Изменить размер шрифта - +

Улле Скугу, старейшему члену Филадельфийской общины Кнутбю, было за шестьдесят, и выглядел он так, будто в жизни ничего другого не носил, кроме штанов на подтяжках. Пучки седых волос клубились над висками, как два белых облака.

В противоположность отцу Петер носил густую темную шевелюру и походил скорее на кинозвезду, по недоразумению забредшую на заброшенную спортивную площадку в Уппланде после лондонского чемпионата по игре в поло. Синие глаза Петера возбужденно сверкали. Казалось естественным, что он получит здесь все, на что только укажет его палец.

Тучи, с утра застилавшие небо, начинали рассеиваться. День обещал быть солнечным, хотя и недостаточно теплым для лета. С погодой вообще творилось что-то непонятное. В середине августа людям пришлось достать из сундуков весенние куртки и комбинезоны.

– Я вижу, кое-кто желает показать нам смоландское упрямство, – грозно возвысил голос Улле. – Кое в ком заговорила материнская кровь…

В толпе снова послышался смешок. Если кто здесь и демонстрировал уппланский диалект в его местной разновидности, то это был Улле Скуг. Но жена Улле, мать Петера, была уроженкой Вернаму, и это было их семейной тайной, которая в Кнутбю, однако, была известна всем.

– Даю сто двадцать пять.

Люди дружно оглянулись.

Эва Скуг стояла рядом с Кристиной Форсман и не обращала внимания на направленные на нее со всех сторон взгляды. Улыбающееся лицо светилось гордостью.

– Ха-ха! – рассмеялся Улле. – Ну, на это тебе точно нечего будет возразить, Петер. Что, почувствовал боль в бумажнике? Сто двадцать пять раз… сто двадцать пять два… сто двадцать пять три – продано! Зеркало уходит Петеру и Эве Скуг из Гренсты. Мои поздравления!

– Чего только не сделаешь для любимого свекра, – шепнула Эва Кристине. – Вам, кстати, зеркало не нужно?

Люди аплодировали, переводя взгляды с Эвы на Петера и обратно. Ведь если Петер был британской кинозвездой, то Эва выглядела как его латиноамериканское соответствие – темноволосая красавица с яркими губами. Она была на десять лет старше мужа, о чем, конечно, никто не догадывался, потому что строить догадки не было никакой необходимости. Об этом и так знали все, и у каждого на этот счет имелось свое мнение. В любом случае тема была сыграна и переиграна уже много раз и давно утратила актуальность.

Эва сняла большие солнечные очки, улыбнулась еще шире, демонстрируя идеальные зубы, и слегка поклонилась публике. Те, кто рассчитывал на перебранку между супругами, были разочарованы.

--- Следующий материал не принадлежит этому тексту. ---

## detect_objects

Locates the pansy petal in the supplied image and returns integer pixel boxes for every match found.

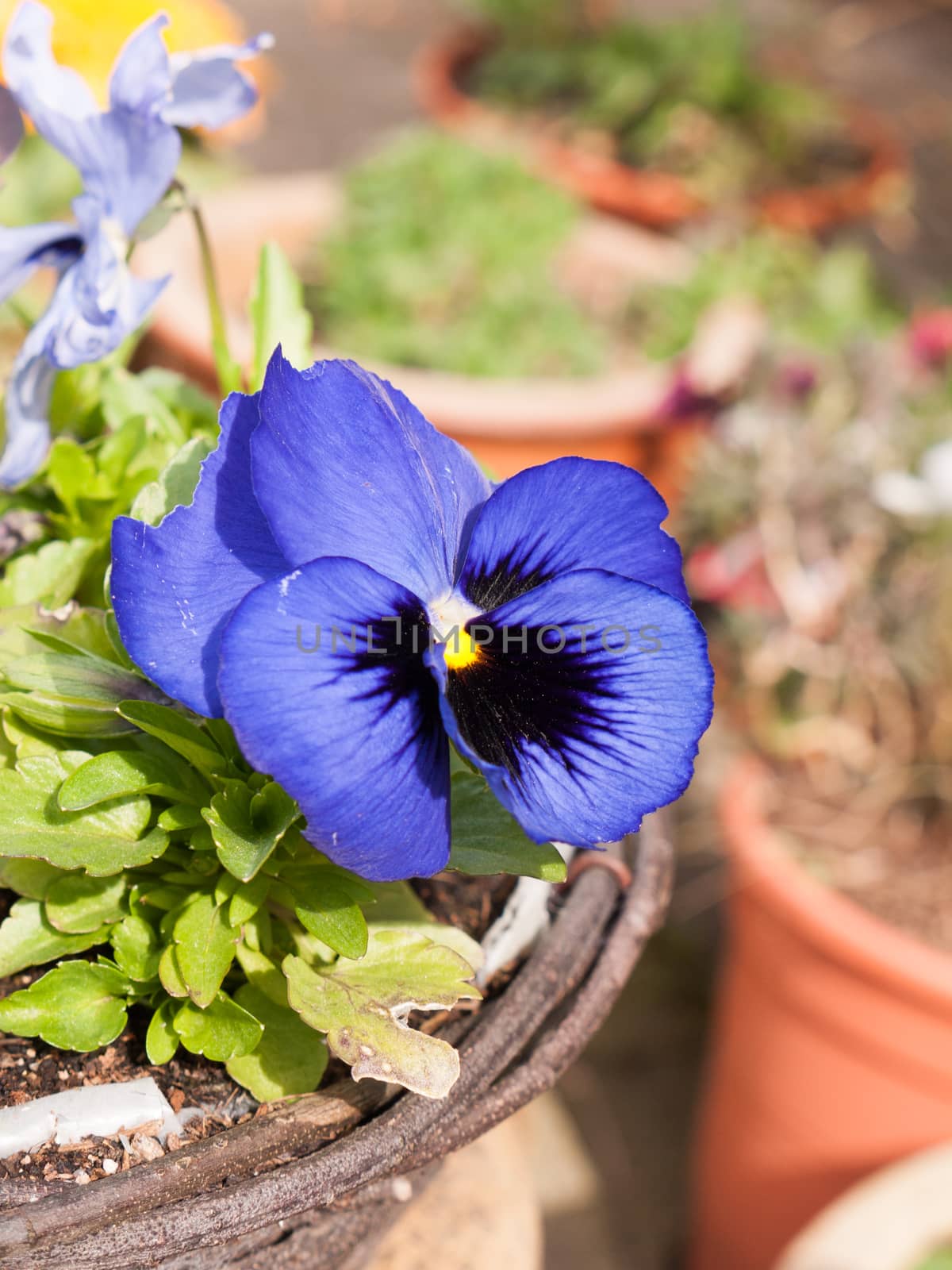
[218,556,449,881]
[0,264,78,489]
[459,459,688,611]
[427,569,713,847]
[74,110,182,237]
[0,85,23,163]
[163,32,274,129]
[2,0,97,134]
[0,221,83,301]
[49,230,169,370]
[112,392,288,718]
[109,13,171,113]
[4,0,182,233]
[251,349,490,603]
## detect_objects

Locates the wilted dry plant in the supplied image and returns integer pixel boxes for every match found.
[679,335,952,894]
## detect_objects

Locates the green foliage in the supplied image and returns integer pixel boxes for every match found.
[0,360,217,608]
[250,243,313,389]
[472,0,862,199]
[309,132,605,377]
[0,589,525,1099]
[630,230,896,360]
[0,961,131,1052]
[0,299,561,1099]
[449,772,565,881]
[916,1249,952,1270]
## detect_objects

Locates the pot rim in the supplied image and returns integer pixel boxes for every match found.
[774,1143,952,1270]
[136,171,689,438]
[414,24,909,233]
[720,754,952,1014]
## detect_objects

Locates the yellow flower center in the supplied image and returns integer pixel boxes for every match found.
[443,629,481,671]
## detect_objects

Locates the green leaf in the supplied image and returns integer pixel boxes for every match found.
[0,602,116,665]
[0,899,109,978]
[59,749,208,807]
[0,961,127,1053]
[372,881,436,926]
[0,751,169,878]
[0,709,62,760]
[156,802,205,833]
[159,944,188,997]
[173,992,264,1063]
[250,243,313,391]
[367,917,482,970]
[202,781,301,881]
[236,940,288,1007]
[0,856,66,899]
[228,874,271,926]
[0,538,99,608]
[109,913,161,983]
[283,931,480,1099]
[449,772,565,883]
[117,701,228,775]
[46,437,116,523]
[129,437,212,525]
[294,875,367,957]
[46,872,129,935]
[173,895,240,1006]
[146,1001,180,1067]
[227,983,328,1103]
[0,652,156,737]
[102,367,186,446]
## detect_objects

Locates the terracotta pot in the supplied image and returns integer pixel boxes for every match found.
[415,28,909,233]
[136,173,704,498]
[689,760,952,1270]
[776,1143,952,1270]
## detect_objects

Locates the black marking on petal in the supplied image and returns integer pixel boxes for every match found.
[347,606,442,745]
[447,626,618,779]
[462,542,557,612]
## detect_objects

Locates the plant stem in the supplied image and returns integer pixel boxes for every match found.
[179,187,244,395]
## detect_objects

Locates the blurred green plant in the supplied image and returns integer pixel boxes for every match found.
[313,131,608,377]
[628,230,899,360]
[916,1249,952,1270]
[470,0,878,201]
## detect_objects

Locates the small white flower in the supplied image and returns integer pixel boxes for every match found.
[872,440,952,517]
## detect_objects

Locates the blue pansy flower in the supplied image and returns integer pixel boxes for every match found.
[0,0,271,487]
[112,351,712,880]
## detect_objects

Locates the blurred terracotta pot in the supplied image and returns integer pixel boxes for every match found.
[136,173,706,499]
[415,28,909,233]
[689,760,952,1270]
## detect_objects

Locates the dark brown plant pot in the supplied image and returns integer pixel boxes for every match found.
[415,28,909,233]
[0,817,671,1270]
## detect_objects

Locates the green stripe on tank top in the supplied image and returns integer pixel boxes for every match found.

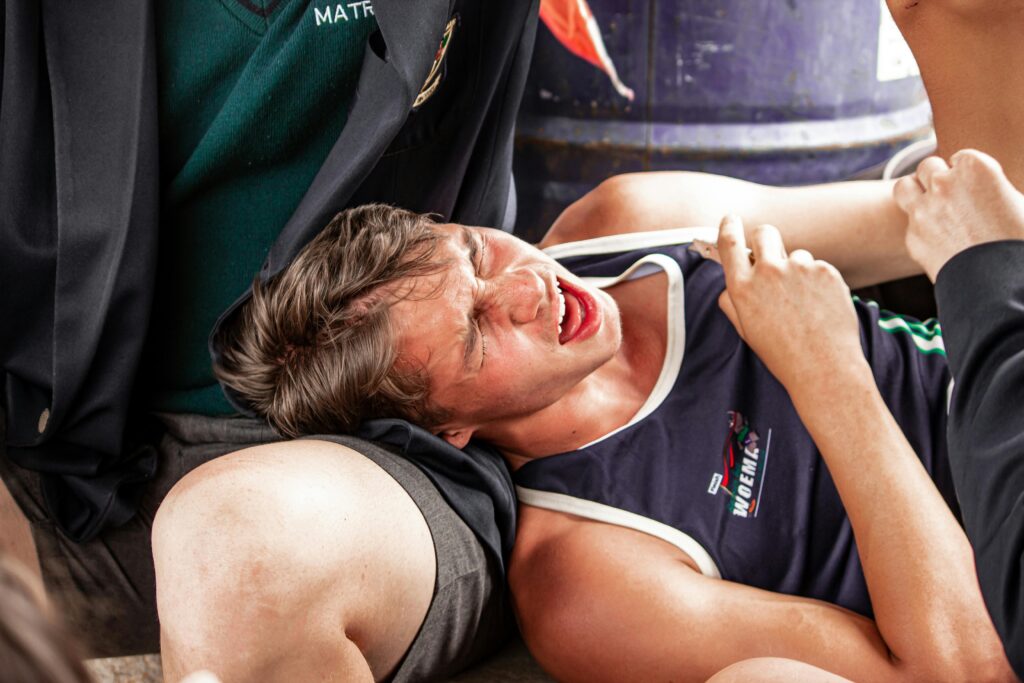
[853,296,946,355]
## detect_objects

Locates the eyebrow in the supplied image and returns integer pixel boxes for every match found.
[462,226,480,372]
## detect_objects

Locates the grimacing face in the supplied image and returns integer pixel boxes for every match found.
[390,223,622,447]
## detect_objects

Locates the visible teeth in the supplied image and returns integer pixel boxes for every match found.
[555,282,565,335]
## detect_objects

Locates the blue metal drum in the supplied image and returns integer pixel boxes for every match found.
[515,0,931,240]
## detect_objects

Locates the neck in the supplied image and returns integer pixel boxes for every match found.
[489,274,668,470]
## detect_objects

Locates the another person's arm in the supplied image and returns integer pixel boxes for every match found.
[719,219,1007,679]
[896,152,1024,676]
[541,171,921,287]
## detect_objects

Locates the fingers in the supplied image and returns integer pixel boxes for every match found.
[752,225,786,261]
[718,216,751,282]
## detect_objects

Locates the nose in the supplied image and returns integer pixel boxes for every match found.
[488,268,548,325]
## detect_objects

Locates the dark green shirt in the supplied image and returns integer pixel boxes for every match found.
[149,0,377,415]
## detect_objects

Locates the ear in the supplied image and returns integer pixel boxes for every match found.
[437,427,474,449]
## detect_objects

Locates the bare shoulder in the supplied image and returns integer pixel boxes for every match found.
[509,506,699,681]
[540,171,711,248]
[540,171,763,248]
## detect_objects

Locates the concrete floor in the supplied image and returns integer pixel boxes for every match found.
[87,639,553,683]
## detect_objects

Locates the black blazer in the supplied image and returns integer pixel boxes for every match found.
[0,0,538,565]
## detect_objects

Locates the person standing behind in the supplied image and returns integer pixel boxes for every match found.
[0,0,538,680]
[894,147,1024,677]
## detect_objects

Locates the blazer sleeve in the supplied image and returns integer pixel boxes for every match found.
[935,241,1024,677]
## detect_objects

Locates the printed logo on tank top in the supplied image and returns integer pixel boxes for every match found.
[313,0,374,26]
[708,411,771,518]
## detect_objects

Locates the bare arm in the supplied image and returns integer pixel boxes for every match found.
[510,506,999,683]
[541,171,921,287]
[719,220,1014,680]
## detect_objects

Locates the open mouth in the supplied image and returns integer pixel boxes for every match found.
[555,279,600,344]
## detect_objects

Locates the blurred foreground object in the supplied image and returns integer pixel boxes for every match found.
[515,0,931,239]
[0,556,92,683]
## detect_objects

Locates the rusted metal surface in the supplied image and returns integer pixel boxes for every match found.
[515,0,931,239]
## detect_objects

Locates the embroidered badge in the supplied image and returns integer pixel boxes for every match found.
[413,16,459,110]
[708,411,771,517]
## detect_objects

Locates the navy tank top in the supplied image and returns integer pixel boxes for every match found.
[513,228,956,616]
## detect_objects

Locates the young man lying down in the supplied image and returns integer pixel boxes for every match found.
[218,173,1013,681]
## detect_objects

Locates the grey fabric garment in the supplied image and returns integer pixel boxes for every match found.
[310,436,514,683]
[0,413,510,681]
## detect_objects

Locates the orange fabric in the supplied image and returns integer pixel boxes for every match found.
[541,0,604,71]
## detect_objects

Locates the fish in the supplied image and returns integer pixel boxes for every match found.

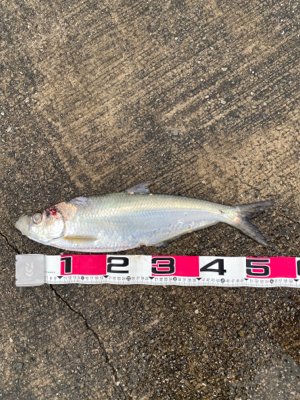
[15,182,273,253]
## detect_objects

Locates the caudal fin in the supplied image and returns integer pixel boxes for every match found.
[231,201,273,246]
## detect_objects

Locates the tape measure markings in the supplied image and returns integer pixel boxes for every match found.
[16,254,300,288]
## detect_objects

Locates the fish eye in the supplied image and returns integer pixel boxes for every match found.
[32,213,42,224]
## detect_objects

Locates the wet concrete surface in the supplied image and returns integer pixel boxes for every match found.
[0,0,300,400]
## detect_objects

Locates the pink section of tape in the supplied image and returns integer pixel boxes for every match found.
[246,257,297,279]
[152,256,199,278]
[60,255,106,275]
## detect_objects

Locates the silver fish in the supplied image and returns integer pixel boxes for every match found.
[16,182,272,253]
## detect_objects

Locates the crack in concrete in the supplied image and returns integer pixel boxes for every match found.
[0,231,21,254]
[50,285,127,400]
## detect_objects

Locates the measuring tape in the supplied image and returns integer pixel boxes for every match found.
[16,254,300,288]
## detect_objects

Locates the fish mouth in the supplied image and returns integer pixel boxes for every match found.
[15,215,29,235]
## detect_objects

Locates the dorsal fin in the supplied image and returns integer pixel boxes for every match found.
[125,181,152,194]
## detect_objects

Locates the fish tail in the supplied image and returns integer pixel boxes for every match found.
[230,201,273,246]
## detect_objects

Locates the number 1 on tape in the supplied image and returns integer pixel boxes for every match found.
[16,254,300,288]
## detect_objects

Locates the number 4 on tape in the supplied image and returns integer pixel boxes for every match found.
[16,254,300,287]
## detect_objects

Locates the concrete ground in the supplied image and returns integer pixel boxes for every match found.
[0,0,300,400]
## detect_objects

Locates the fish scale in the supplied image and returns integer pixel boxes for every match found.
[16,184,272,252]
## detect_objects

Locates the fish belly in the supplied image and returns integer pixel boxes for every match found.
[51,194,221,252]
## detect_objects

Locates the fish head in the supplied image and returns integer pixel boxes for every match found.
[15,206,65,243]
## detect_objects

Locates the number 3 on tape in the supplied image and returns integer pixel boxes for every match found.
[16,254,300,287]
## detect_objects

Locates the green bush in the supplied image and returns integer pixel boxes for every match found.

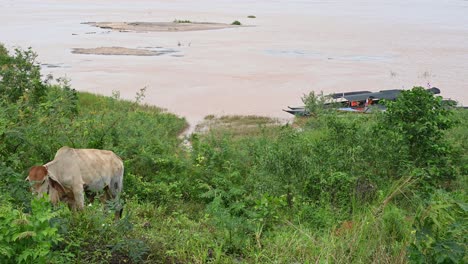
[0,197,67,263]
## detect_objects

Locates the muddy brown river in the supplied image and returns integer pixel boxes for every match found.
[0,0,468,128]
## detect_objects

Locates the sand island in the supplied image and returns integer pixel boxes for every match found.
[82,20,240,32]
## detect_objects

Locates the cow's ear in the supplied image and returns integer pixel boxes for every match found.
[49,177,65,193]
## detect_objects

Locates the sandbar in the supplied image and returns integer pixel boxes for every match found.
[83,22,240,32]
[72,47,176,56]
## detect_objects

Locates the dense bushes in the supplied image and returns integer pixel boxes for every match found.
[0,45,468,263]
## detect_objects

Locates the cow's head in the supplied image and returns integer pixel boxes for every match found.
[26,166,66,203]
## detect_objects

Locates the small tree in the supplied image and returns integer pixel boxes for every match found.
[384,87,454,179]
[0,44,47,103]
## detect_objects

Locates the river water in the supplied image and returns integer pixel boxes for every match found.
[0,0,468,125]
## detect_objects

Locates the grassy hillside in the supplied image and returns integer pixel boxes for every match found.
[0,46,468,263]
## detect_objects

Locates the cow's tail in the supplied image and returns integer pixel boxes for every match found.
[109,163,124,219]
[109,164,124,198]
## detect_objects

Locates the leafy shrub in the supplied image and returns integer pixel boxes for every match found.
[384,87,454,182]
[0,197,63,263]
[409,190,468,263]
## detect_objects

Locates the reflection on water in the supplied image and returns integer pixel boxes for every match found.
[0,0,468,128]
[265,49,392,62]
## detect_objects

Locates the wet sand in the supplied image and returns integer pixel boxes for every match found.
[71,47,175,56]
[0,0,468,128]
[83,20,238,33]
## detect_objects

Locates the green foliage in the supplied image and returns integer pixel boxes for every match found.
[384,87,454,178]
[0,44,46,103]
[0,198,63,263]
[409,190,468,263]
[0,46,468,263]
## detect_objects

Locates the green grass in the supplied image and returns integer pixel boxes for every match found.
[0,44,468,264]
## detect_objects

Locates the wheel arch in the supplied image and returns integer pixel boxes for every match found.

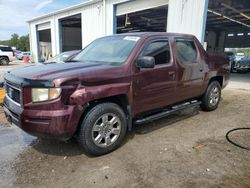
[208,76,223,87]
[76,94,132,132]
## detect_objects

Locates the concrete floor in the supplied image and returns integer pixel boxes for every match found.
[0,64,250,188]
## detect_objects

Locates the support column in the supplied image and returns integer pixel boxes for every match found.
[167,0,208,44]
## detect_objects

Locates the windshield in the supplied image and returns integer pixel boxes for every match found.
[73,36,140,65]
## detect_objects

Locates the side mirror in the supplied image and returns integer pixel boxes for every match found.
[136,56,155,68]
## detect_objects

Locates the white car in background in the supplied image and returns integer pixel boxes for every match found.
[16,52,31,60]
[0,45,16,65]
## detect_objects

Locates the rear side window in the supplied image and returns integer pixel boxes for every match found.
[176,39,197,64]
[143,40,170,65]
[0,46,13,52]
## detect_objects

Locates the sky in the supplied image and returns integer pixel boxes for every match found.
[0,0,86,40]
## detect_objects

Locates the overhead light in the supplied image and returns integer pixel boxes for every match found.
[125,14,131,26]
[221,3,250,20]
[207,9,250,28]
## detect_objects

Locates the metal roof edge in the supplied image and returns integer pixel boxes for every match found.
[27,0,102,23]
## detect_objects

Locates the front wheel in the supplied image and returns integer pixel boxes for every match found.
[0,57,10,65]
[201,81,221,111]
[78,103,127,155]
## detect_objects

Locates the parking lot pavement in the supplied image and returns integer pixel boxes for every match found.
[0,64,250,188]
[228,72,250,90]
[0,89,250,188]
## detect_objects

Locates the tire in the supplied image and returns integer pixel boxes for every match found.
[0,57,10,65]
[231,61,235,73]
[201,81,221,111]
[77,103,127,156]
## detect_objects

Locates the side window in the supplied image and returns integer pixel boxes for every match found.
[143,40,170,65]
[0,46,13,52]
[176,39,197,64]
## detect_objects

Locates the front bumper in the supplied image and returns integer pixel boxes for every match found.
[3,97,81,139]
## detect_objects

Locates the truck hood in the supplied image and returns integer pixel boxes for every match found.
[5,62,124,87]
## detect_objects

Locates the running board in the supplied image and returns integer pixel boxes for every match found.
[134,100,201,125]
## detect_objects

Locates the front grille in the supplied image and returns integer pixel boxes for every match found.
[5,84,21,104]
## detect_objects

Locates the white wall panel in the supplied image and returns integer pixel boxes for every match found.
[82,3,105,47]
[167,0,208,43]
[116,0,168,16]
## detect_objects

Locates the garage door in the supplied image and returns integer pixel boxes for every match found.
[37,22,50,31]
[116,0,168,16]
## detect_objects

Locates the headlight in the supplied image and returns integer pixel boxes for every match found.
[32,88,62,102]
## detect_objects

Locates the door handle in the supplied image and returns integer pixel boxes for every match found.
[168,71,175,77]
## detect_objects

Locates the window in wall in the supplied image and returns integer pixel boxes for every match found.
[143,40,170,65]
[176,39,197,64]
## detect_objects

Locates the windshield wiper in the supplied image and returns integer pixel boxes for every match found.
[65,59,80,63]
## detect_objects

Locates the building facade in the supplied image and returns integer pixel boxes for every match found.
[28,0,208,62]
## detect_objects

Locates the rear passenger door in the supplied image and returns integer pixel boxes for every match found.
[133,38,176,114]
[175,38,204,101]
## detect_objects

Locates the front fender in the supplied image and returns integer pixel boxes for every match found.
[70,83,130,106]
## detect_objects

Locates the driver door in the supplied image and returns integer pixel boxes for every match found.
[132,37,176,114]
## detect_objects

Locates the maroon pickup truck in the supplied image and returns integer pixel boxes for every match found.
[4,33,230,155]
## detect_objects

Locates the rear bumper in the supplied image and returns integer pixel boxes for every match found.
[3,98,81,139]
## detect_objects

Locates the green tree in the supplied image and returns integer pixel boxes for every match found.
[9,33,19,49]
[18,35,30,51]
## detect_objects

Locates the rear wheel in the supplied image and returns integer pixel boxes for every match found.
[201,81,221,111]
[78,103,127,155]
[0,57,10,65]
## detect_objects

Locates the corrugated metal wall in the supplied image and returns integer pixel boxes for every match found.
[30,0,208,63]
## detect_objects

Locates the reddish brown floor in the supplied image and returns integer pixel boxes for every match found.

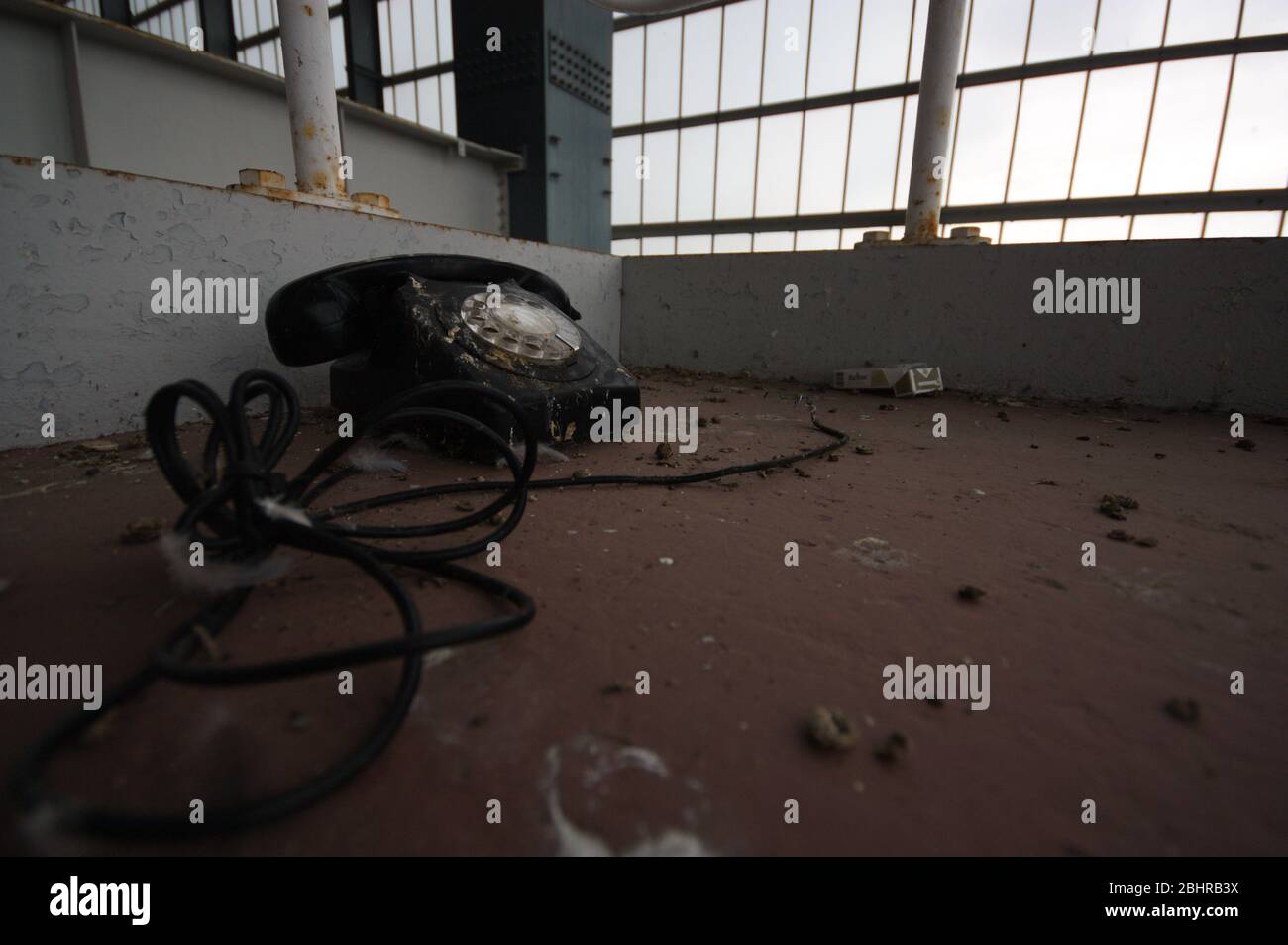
[0,374,1288,855]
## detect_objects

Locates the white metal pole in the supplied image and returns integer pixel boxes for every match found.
[277,0,344,197]
[903,0,966,244]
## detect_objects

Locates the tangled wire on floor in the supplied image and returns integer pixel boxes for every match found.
[16,370,849,837]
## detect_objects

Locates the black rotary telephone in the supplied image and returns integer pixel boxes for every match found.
[265,255,640,442]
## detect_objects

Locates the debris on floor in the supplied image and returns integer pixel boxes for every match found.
[872,731,909,765]
[805,705,859,752]
[1099,493,1140,521]
[121,516,164,545]
[1163,697,1199,725]
[832,362,944,396]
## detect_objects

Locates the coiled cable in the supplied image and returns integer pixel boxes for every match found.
[14,369,849,838]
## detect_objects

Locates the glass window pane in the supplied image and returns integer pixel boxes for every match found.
[644,17,682,121]
[716,119,756,219]
[644,132,679,223]
[411,0,438,68]
[438,72,456,135]
[796,229,841,250]
[894,95,917,207]
[1239,0,1288,36]
[613,135,643,225]
[806,0,859,95]
[1025,0,1096,63]
[711,233,751,253]
[1205,210,1279,237]
[948,82,1015,205]
[255,0,275,32]
[1073,65,1155,197]
[675,233,711,253]
[680,10,720,115]
[434,0,455,60]
[1216,52,1288,190]
[1130,214,1203,240]
[909,0,926,82]
[752,229,794,253]
[1140,55,1231,193]
[416,76,443,130]
[1167,0,1240,47]
[1064,216,1130,244]
[720,0,765,111]
[966,0,1029,72]
[1008,73,1085,201]
[799,106,850,214]
[394,82,416,121]
[854,0,912,89]
[756,112,802,216]
[1001,220,1061,244]
[237,0,259,40]
[680,125,716,220]
[331,17,349,89]
[1095,0,1167,52]
[761,0,810,102]
[845,99,901,211]
[389,0,416,74]
[376,0,394,74]
[613,26,644,125]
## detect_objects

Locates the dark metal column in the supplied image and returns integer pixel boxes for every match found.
[344,0,380,108]
[453,0,613,253]
[195,0,237,59]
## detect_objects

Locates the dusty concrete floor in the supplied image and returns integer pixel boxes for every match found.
[0,374,1288,855]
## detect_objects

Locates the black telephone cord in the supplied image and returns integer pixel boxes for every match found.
[14,369,849,838]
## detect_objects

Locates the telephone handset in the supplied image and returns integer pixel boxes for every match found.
[265,255,639,441]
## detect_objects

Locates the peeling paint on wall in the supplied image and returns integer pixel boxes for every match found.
[0,158,621,447]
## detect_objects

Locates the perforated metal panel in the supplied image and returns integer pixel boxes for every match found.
[548,30,613,113]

Петер принял зеркало из рук отца, который тут же выставил следующий лот и показал его публике.

– Ну, а сейчас картина кисти неизвестного местного гения. Полагаю, здесь изображен лось? Или все-таки очень большая собака? Знатоки лучше меня разберутся, что хотел представить нам художник на этом полотне, цена которому тысячи и тысячи долларов… Ну а поскольку истинных ценителей среди нас не так много, начнем с пятидесяти крон. Кто больше?

 

Внутри пахло плесенью. Возле буфета уже хлопотали две женщины. Вообще этот домик, с комнатами для переодевания, кладовой и залом, представлял собой довольно унылое строение. Маленькие окна почти не пропускали свет. Потолок был низкий, пол выстлан линолеумом. Кристина узнала складной столик и скатерть в цветочек из «Икеи».

Одна из женщин оставила работу и подошла знакомиться.

– Ирма, – обратилась к ней другая, – ты уже видела жену нашего нового пастора?

Жену пастора? Боже мой, как это ее угораздило? Кристина не сразу поняла, что речь идет о ней.

– Вы ведь супруга Синдре? – сказала Ирма Флудквист и протянула руку Кристине. – Пер говорил о вас.